Copy the input to a new output file each time you see a header line. Something like this (not checked for errors):
partNum = 1
outHandle = None
for line in open("yourfile.csv","r").readlines():
if line.startswith('"NAME"'):
if outHandle is not None:
outHandle.close()
outHandle = open("part%d.csv" % (partNum,), "w")
partNum += 1
outHandle.write(line)
outHandle.close()
The above will break if the input does not begin with a header line or if the input is empty.
You can use the python csv package to read your source file and write multile csv files based on the rule that if element 0 in your row == "NAME", spawn off a new file. Something like this...
import csv
outfile_name = "out_%.csv"
out_num = 1
with open('nameslist.csv', 'rb') as csvfile:
csvreader = csv.reader(csvfile, delimiter=',')
csv_buffer = []
for row in csvreader:
if row[0] != "NAME":
csv_buffer.append(row)
else:
with open(outfile_name % out_num, 'wb') as csvout:
for b_row in csv_buffer:
csvout.writerow(b_row)
out_num += 1
csv_buffer = [row]
P.S. I haven't actually tested this but that's the general concept
Given the other answers, the only modification that I would suggest would be to open using csv.DictReader. pseudo code would be like this. Assuming that the first line in the file is the first header
Note that this assumes that there is no blank line or other indicator between the entries so that a 'NAME' header occurs right after data.
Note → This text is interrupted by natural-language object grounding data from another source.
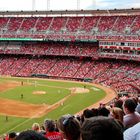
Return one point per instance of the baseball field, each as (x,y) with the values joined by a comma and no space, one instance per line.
(24,101)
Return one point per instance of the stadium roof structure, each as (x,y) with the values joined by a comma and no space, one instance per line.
(98,12)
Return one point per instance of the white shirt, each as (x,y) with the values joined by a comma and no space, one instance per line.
(132,133)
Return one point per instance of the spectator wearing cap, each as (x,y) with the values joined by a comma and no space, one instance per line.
(131,117)
(36,127)
(101,128)
(70,127)
(30,135)
(132,133)
(51,134)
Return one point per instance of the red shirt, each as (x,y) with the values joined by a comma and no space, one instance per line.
(54,135)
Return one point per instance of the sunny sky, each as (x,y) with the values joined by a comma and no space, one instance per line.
(67,4)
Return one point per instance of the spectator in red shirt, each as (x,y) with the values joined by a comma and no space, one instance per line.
(51,134)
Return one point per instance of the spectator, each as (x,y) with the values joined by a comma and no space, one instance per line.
(117,114)
(131,117)
(51,134)
(101,128)
(103,111)
(133,133)
(36,127)
(30,135)
(12,136)
(70,127)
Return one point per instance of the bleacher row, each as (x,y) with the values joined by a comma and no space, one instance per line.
(100,27)
(54,48)
(119,75)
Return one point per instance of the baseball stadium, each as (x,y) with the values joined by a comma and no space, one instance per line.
(57,62)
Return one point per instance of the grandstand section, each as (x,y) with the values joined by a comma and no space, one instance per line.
(98,44)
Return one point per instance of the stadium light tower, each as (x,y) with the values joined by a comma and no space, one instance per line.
(48,5)
(33,5)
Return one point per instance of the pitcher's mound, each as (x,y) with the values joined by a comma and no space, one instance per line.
(39,92)
(79,90)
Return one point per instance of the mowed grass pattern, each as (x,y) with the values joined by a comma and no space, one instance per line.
(55,91)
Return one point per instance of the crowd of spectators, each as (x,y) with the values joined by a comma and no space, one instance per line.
(117,120)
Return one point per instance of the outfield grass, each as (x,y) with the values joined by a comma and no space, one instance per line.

If there were a blank line between appended files the you could use that as an indicator to use infile.fieldnames() on the next row. If you need to handle the inputs as a list, then the previous answers are better.
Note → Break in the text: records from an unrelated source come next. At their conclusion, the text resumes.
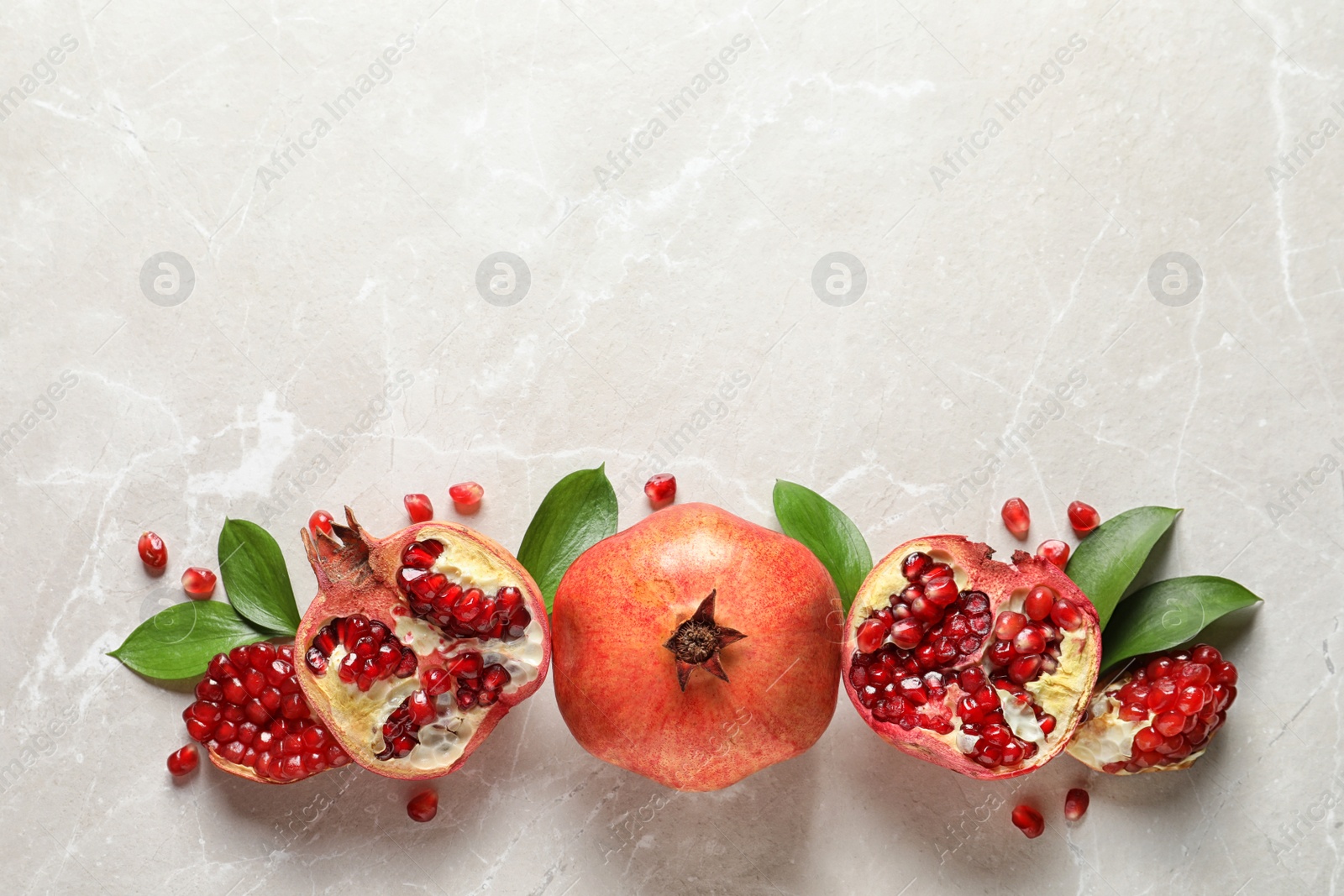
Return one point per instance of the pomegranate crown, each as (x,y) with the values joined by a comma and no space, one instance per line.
(342,555)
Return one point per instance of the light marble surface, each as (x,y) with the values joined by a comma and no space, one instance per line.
(320,278)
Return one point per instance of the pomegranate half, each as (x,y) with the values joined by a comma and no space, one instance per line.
(696,647)
(980,667)
(417,644)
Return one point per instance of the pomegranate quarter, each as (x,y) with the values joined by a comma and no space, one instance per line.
(696,647)
(418,644)
(980,667)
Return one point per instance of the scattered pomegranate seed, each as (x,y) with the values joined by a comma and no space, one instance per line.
(183,762)
(1016,517)
(198,582)
(320,521)
(467,497)
(154,553)
(1075,804)
(662,490)
(1028,821)
(1084,517)
(423,806)
(420,508)
(1055,551)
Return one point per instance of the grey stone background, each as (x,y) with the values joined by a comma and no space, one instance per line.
(988,281)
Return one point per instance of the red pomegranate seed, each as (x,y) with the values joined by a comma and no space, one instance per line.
(1039,602)
(154,553)
(320,521)
(1084,517)
(198,582)
(467,499)
(183,762)
(1054,551)
(1028,821)
(1075,804)
(418,508)
(660,490)
(423,806)
(1016,517)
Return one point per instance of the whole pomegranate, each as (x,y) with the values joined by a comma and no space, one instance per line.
(976,665)
(1159,714)
(255,723)
(696,647)
(417,644)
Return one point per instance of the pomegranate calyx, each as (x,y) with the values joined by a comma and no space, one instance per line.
(698,641)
ifile = open(filename, 'rb')
infile = cvs.Dictreader(ifile)
infields = infile.fieldnames
filenum = 1
ofile = open('outfile'+str(filenum), 'wb')
outfields = infields # This allows you to change the header field
outfile = csv.DictWriter(ofile, fieldnames=outfields, extrasaction='ignore')
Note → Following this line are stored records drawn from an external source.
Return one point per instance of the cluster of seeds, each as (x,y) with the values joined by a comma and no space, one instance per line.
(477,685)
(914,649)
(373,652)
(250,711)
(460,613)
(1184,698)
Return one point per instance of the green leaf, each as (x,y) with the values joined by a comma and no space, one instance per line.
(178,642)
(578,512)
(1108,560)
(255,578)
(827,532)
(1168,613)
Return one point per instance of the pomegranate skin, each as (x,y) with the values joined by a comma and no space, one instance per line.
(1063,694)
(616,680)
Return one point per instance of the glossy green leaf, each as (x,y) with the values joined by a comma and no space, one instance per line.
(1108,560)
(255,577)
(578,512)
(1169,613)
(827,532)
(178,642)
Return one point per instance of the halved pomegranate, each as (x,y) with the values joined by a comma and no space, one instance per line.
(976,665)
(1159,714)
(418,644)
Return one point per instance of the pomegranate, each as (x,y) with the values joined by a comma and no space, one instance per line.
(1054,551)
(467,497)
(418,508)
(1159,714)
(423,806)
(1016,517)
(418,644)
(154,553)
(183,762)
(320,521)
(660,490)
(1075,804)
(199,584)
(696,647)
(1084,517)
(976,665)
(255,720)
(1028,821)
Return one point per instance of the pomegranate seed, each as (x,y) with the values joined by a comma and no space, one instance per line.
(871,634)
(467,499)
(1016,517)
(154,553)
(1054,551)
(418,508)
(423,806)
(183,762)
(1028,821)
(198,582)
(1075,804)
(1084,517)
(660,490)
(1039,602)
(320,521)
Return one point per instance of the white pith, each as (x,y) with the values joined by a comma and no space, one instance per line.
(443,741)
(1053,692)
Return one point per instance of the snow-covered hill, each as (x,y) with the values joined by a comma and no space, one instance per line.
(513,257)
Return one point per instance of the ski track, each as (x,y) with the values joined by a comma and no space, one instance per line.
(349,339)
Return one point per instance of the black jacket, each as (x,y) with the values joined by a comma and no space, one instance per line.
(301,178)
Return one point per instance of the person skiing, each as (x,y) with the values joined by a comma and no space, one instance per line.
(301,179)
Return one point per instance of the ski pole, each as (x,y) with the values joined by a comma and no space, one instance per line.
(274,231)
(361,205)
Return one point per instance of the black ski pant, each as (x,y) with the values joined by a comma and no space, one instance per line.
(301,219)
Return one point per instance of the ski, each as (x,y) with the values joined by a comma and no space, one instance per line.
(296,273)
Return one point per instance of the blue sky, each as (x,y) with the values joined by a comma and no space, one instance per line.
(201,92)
outfile.writerow(dict((fn, fn) for fn in outfields))
for row in infile:
if row['NAME'] != 'NAME':
#process this row here and do whatever is needed
else:
close(ofile)
# build infields again from this row
infields = [row["NAME"], ...] # This assumes you know the names & order
# Dict cannot be pulled as a list and keep the order that you want.
filenum += 1
ofile = open('outfile'+str(filenum), 'wb')
outfields = infields # This allows you to change the header field
outfile = csv.DictWriter(ofile, fieldnames=outfields, extrasaction='ignore')
outfile.writerow(dict((fn, fn) for fn in outfields))
# This is the end of the loop. All data has been read and processed
close(ofile)
close(ifile)
If the exact order of the new header does not matter except for the name in the first entry, then you can transfer the new list as follows:
infileds = [row['NAME']
for k in row.keys():
if k != 'NAME':
infields.append(row[k])
This will create the new header with NAME in entry 0 but the others will not be in any particular order.